Our 6 year old is in a swimming class, too, and it is busy, not social. I think eachpeach had a good point-the more kids they meet, the less influence each one has. Maybe more kids will move into the area? Wouldn't it be terrible if you moved, and then more nice kids joined the school after you had left? Could it be that those children are only mouthy in groups, but nice and fun one-on-one?

alittlehoarse Sun 26-May-13 20:21:14

We also do as many clubs etc as poss but swimming is 25 miles away and so she would only see the kids in her swim class during her lesson.
It will always I suppose be an issue in remote places. I just csn't decide if it is a big enough problem to make us consider a move.

ZenOfPetals Sun 26-May-13 20:18:02

Is there any chance of activities, as eachpeach mentioned?

alittlehoarse Sun 26-May-13 20:16:22

Other dc are one of each. Dd2 starts school this yr so perhaps the gap between them will close slightly. Unfortunately it will be dd1 influencing dd2 however and she is heavily influenced by her 8yo friend. The 8yo isn't a bad kid but she is spends a lot of time with adults and has a bit of attitude.

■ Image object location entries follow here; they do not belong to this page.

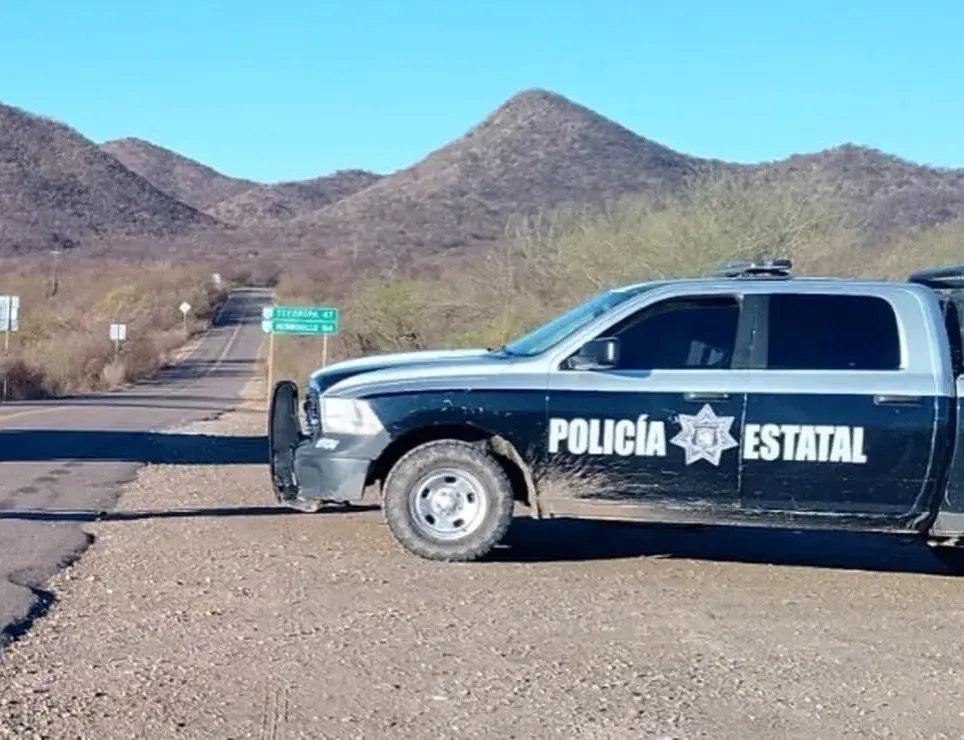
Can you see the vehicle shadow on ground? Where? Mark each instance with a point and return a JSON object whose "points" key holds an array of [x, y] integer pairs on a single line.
{"points": [[93, 515], [167, 448], [562, 540]]}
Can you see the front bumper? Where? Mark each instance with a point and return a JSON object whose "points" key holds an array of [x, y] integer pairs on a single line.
{"points": [[311, 468], [334, 468]]}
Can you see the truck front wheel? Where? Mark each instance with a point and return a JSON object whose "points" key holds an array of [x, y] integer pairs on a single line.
{"points": [[448, 500]]}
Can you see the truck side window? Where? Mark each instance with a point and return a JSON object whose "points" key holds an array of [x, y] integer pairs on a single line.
{"points": [[680, 333], [832, 332]]}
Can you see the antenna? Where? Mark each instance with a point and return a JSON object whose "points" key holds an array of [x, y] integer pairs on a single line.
{"points": [[946, 277], [776, 268]]}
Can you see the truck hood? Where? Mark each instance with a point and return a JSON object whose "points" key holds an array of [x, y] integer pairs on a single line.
{"points": [[328, 376]]}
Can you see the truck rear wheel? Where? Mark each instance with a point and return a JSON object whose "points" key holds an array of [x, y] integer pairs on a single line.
{"points": [[448, 500]]}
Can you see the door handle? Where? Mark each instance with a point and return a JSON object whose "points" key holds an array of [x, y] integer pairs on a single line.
{"points": [[706, 396], [896, 399]]}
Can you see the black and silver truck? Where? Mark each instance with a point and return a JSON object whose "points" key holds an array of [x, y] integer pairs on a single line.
{"points": [[749, 397]]}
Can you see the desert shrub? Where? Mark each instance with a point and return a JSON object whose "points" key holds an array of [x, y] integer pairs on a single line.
{"points": [[557, 259], [63, 344]]}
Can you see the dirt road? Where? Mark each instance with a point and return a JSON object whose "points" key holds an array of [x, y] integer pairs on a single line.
{"points": [[203, 612], [75, 453]]}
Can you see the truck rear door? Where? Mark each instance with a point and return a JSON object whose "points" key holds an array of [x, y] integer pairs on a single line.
{"points": [[842, 406]]}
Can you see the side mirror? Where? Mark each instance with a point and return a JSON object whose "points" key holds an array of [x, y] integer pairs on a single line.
{"points": [[596, 354]]}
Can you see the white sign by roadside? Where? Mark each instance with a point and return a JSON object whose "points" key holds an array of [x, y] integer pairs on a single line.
{"points": [[118, 332], [9, 313]]}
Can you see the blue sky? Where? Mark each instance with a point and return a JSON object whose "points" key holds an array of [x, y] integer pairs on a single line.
{"points": [[288, 89]]}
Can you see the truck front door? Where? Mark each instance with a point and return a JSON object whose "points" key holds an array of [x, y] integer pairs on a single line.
{"points": [[834, 424], [663, 426]]}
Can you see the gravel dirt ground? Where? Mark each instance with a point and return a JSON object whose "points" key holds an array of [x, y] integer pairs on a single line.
{"points": [[202, 611]]}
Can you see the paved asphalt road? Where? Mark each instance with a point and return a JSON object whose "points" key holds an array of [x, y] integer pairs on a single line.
{"points": [[76, 453]]}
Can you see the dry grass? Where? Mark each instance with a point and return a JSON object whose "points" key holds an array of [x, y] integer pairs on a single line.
{"points": [[558, 260], [63, 344]]}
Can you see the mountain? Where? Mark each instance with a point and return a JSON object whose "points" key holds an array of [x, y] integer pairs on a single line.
{"points": [[184, 179], [286, 200], [889, 194], [536, 151], [59, 190]]}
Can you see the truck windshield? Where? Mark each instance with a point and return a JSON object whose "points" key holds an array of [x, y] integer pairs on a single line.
{"points": [[556, 330]]}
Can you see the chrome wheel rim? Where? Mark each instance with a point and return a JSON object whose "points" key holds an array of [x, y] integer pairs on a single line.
{"points": [[448, 504]]}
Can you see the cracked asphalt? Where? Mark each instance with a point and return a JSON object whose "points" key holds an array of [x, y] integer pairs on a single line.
{"points": [[204, 611]]}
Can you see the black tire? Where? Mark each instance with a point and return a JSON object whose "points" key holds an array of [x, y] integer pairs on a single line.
{"points": [[476, 465]]}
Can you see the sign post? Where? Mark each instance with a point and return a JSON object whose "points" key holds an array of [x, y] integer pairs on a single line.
{"points": [[9, 323], [184, 308], [118, 334], [300, 320]]}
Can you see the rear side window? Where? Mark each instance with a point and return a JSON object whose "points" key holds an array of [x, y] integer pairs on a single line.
{"points": [[831, 332], [697, 332]]}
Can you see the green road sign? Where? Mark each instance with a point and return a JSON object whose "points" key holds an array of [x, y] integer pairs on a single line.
{"points": [[276, 326], [326, 314]]}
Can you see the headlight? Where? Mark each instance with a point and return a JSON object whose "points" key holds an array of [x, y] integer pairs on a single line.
{"points": [[348, 416]]}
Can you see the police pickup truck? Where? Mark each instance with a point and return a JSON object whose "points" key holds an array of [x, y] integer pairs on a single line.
{"points": [[748, 397]]}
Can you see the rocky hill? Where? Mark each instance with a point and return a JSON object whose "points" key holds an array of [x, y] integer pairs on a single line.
{"points": [[60, 190], [536, 151], [284, 201], [189, 181]]}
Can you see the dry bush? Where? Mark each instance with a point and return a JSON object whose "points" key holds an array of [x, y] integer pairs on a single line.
{"points": [[63, 344], [555, 261]]}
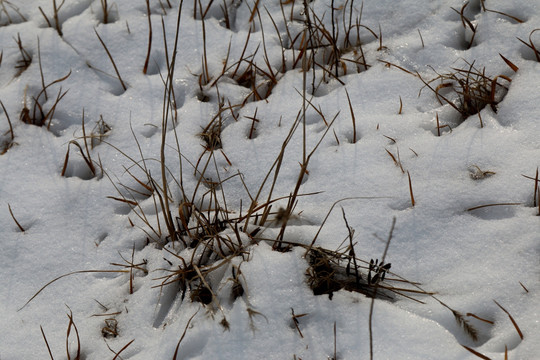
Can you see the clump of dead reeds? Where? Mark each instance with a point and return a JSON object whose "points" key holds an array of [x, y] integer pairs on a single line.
{"points": [[468, 90]]}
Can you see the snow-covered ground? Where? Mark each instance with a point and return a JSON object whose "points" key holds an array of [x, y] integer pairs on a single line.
{"points": [[241, 122]]}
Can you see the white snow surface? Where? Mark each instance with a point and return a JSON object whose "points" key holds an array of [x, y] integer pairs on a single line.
{"points": [[469, 258]]}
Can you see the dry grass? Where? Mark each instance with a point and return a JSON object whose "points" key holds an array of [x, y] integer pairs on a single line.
{"points": [[468, 90]]}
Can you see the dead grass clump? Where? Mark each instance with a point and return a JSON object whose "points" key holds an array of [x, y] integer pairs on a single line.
{"points": [[468, 90]]}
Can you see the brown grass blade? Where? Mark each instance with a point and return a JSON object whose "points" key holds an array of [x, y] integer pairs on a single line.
{"points": [[122, 349], [16, 222], [488, 205], [69, 274], [481, 356]]}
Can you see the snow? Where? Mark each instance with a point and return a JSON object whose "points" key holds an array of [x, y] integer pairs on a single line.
{"points": [[467, 254]]}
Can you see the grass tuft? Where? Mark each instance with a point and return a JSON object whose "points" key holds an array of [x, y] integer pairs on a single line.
{"points": [[471, 90]]}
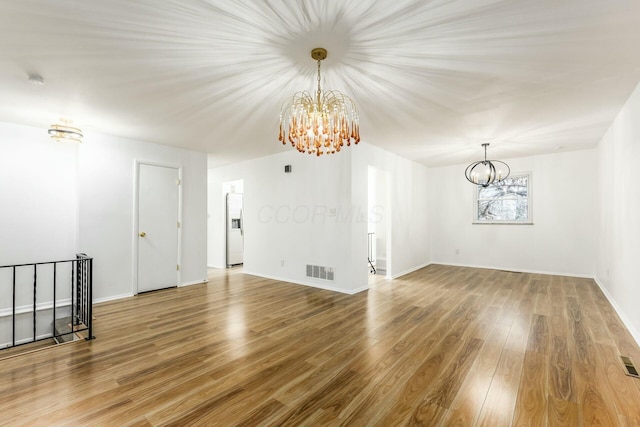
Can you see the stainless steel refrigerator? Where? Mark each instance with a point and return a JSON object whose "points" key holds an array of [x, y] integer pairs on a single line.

Eachpeachpearwherestheplum Sun 26-May-13 20:03:32

I worry about this at school so am doing all I can to broaden his social group, we swim, do sports, clubs etc all outside of our town etc I think this is all I can Di sadly

ZenOfPetals Sun 26-May-13 19:50:20

I have a six year old,too. They are impressionable. This is tricky. Are your other DC girls as well and do they likehanging out with the 6 year old?

alittlehoarse Sun 26-May-13 19:26:42

My dc are 9, 6 and 5. It is really my dd1 who is 6 that I worry about. She is probably most easily influenced. Maybe because she is the only 6yo at school (very small school and she is only pupil in that yr). She therefore plays with the 3 girls in the class 2yrs her senior.
There are not enough kids really but not much I can fo about it.

ZenOfPetals Sun 26-May-13 13:56:31

How old are your DC? If they do manage to avoid those children, is there no- one else for them to play with at all?

alittlehoarse Sun 26-May-13 11:41:06

How much would you worry about peer pressure/influence of friends behaviour on your dc (same thing i suppose!)
If your dc was in a class/area where there were only a few friends to choose from and these kids were less than ideal role models, how big an issue would this be for you?
Not sure if I am over thinking this.
Btw my dc are far from perfect but I am talking kids that are older in the head for their years and are gobby or kids that are just full of attitide/display bullying behaviour.

If this was the only choice of friend for your dc would you just get on with it and hope your dc know from how they are parented that this type of behaviour is not on.